There are three main varieties of beans, namely Arabica, the oldest cultivated coffee plant known for the best flavor, and Robusta and Liberica plants primarily used as commodity coffee found in most coffee blends.
Arabica is considered to have the best flavor with the lower amount of caffeine. Virtually all Arabica coffee is hand-picked, mainly due to the height of the plant. Arabica plants can grow up to 20 feet and human pickers can choose the ripest beans at the top.
Robusta is typically found in espresso blends. It is characterized for a high caffeine content. For a long time coffee growers throughout the world tried to replace Arabica with Robusta as the better coffee bean. Considering economic factors, Robusta is an ideal production and harvesting plant, but it cannot parallel the quality of the Arabica flavor. It is now well settled that the best coffee in the world comes from the Arabica beans.

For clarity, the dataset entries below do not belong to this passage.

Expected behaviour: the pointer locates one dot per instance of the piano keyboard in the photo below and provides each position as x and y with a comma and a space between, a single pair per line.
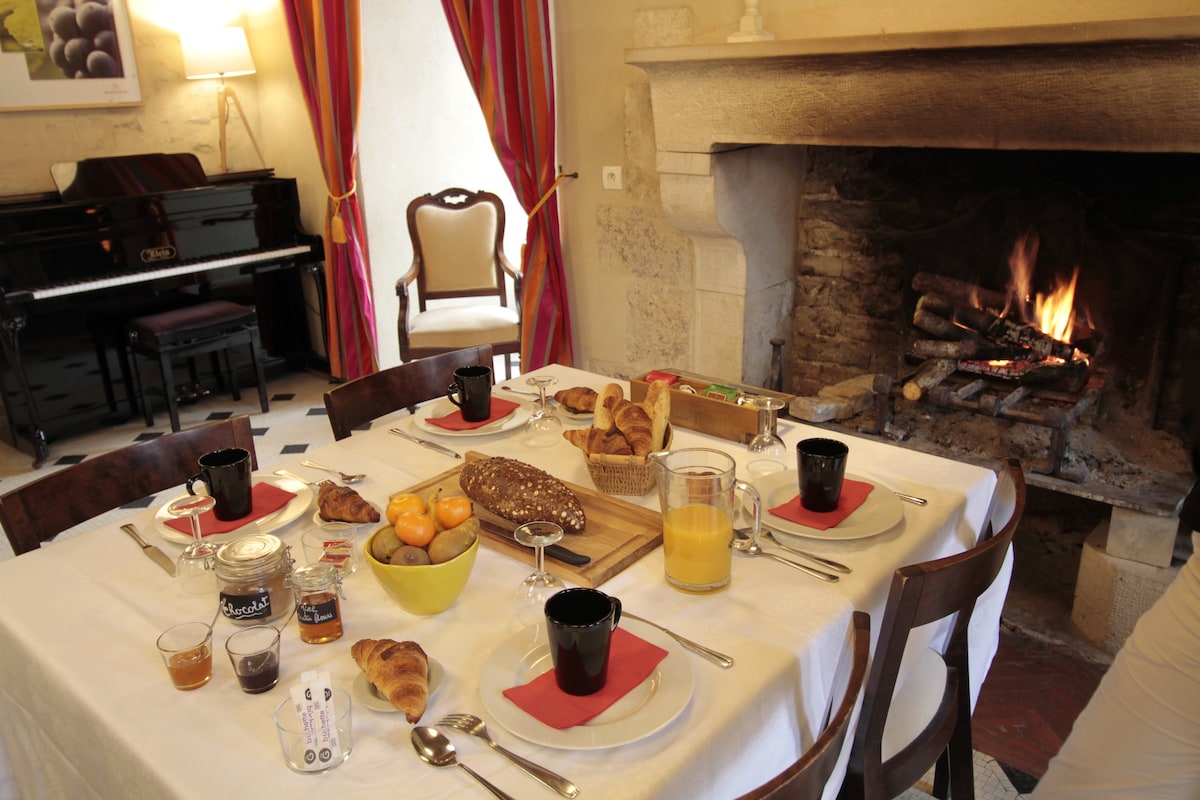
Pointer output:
166, 272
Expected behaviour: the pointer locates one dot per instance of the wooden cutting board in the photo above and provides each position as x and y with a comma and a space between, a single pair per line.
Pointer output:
618, 533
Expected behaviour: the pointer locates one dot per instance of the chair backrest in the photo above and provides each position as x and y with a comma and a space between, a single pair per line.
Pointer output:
805, 780
43, 509
457, 245
372, 396
922, 594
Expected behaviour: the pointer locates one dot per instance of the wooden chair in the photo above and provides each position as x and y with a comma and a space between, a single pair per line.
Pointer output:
39, 511
898, 738
459, 256
372, 396
805, 780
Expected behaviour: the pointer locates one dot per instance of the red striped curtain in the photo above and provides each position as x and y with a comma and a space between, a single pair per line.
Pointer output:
327, 48
505, 48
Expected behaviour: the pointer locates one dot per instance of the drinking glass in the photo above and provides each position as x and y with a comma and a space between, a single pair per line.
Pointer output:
195, 565
768, 453
540, 585
544, 428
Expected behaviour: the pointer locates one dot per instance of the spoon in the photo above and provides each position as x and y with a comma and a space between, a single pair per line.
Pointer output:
837, 566
346, 479
750, 547
435, 749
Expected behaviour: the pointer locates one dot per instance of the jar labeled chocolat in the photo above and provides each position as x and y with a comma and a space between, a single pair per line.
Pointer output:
317, 588
251, 579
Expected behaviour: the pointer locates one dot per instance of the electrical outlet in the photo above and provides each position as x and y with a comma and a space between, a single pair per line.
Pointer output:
612, 178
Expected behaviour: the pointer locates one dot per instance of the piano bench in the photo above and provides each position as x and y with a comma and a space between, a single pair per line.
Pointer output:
214, 326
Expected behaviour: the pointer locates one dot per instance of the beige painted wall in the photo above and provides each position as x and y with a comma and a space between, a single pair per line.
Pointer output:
627, 265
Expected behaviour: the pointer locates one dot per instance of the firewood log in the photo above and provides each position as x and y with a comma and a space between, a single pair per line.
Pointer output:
928, 376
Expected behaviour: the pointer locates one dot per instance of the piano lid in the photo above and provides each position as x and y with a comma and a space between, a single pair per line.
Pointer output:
94, 179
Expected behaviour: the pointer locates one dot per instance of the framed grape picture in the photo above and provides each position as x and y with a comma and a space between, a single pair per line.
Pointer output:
66, 54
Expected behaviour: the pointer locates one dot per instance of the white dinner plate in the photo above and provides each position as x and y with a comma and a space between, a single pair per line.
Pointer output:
268, 524
880, 512
365, 697
444, 408
649, 707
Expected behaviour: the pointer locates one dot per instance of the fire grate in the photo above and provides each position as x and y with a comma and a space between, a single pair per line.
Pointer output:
1050, 408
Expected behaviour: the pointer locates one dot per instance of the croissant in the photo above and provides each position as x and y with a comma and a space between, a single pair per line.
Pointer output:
577, 398
399, 669
343, 504
635, 425
594, 440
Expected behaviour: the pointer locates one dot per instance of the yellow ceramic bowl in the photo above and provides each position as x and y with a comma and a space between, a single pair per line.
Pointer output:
427, 589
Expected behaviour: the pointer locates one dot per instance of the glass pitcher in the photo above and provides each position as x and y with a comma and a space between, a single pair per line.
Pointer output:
696, 491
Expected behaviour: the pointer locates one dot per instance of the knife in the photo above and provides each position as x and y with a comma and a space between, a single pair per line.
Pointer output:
155, 554
426, 443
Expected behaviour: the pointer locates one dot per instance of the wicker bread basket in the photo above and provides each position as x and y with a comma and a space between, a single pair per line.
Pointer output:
624, 474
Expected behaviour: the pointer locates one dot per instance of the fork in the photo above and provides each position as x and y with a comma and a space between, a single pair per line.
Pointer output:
475, 727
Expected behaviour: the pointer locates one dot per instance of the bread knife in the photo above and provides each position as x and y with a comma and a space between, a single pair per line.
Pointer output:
151, 552
425, 443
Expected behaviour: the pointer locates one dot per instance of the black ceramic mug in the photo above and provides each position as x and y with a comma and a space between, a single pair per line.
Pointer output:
822, 464
580, 624
226, 473
472, 392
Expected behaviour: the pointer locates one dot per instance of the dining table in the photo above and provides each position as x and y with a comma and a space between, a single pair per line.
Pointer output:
87, 709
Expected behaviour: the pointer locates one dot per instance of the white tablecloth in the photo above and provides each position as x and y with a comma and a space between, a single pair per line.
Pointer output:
87, 708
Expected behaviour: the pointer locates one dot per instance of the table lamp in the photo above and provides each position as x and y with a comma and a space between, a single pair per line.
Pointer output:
221, 53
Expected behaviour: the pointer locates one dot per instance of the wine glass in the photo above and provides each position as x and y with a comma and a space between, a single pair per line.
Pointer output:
768, 453
544, 428
195, 564
540, 585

Liberica coffee is grown predominantly in South East Asia. It is generally not found in the United States or Europe. Liberica became popular in the late 19th century due to its resistance to a coffee killing disease called leaf rust that was destroying fields of Arabica coffee plants. Eventually hardier, more-disease resistant Arabica varieties were produced and discovered resulting in the decrease of Liberica plantings. Liberica was never a serious competitor to Arabica or even Robusta plants.